Indeed. When I'm debugging a program and feed it new data and something completely unexpected (and obviously off-the-wall) comes out the other side, I always ask myself "Wait, what am I assuming?".
This is what drives me absolutely batshit about modern cosmology:
1) The speed of light is constant, everywhere and everywhen.
2) The gravitational constant is the same, everywhere and everywhen.
3) The shape of space is uniformly flat, everywhere and everywhen.
4) Please don't get me started about standard candles.
5) Or cosmological inflation.
6) Or the (luminiferous) aether. Sorry, the Higgs field/particle/whatever.
Therefore: Dark Matter!!! Dark Energy!!! QED!
Picture a boulder embedded on a steep hillside.

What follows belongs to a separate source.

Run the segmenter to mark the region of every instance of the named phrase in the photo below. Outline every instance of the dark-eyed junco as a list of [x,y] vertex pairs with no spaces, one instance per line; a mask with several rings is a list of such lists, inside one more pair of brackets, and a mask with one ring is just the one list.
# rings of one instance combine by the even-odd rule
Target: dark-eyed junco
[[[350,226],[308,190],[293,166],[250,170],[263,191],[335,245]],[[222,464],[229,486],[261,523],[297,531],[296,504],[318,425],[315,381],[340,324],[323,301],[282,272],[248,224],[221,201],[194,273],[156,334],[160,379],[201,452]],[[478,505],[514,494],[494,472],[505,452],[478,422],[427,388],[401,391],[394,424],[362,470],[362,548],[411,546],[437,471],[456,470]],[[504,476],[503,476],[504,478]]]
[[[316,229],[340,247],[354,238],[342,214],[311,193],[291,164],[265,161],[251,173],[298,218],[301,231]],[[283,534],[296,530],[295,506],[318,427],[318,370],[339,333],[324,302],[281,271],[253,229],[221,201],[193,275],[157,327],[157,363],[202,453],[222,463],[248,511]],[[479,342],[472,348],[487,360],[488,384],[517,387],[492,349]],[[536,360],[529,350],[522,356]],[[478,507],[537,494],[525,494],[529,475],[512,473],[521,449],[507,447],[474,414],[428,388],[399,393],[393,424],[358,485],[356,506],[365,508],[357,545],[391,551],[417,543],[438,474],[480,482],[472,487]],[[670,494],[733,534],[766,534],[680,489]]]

We say it wants to roll downhill, but it really wants to fall to the center of the earth, it's just the shape of its local space that constrains it to roll downhill. Now picture a pebble sitting on top of the boulder. It's attracted to the center of the earth, but also (yes, yes, weakly) gravitationally attracted to the center of the boulder. It wants to roll down (two!) hills. Actually, it's also attracted to the Sun, and Jupiter, and the Milky Way black hole, and Andromeda; a zillion other force vectors get simplifyingly assumed away. And we're in the position of being an ant sitting on top of the pebble, making local observations and universal assumptions.
To my way of thinking, modern cosmology has posited a spherical cow of uniform density, and is baffled about where milk comes from.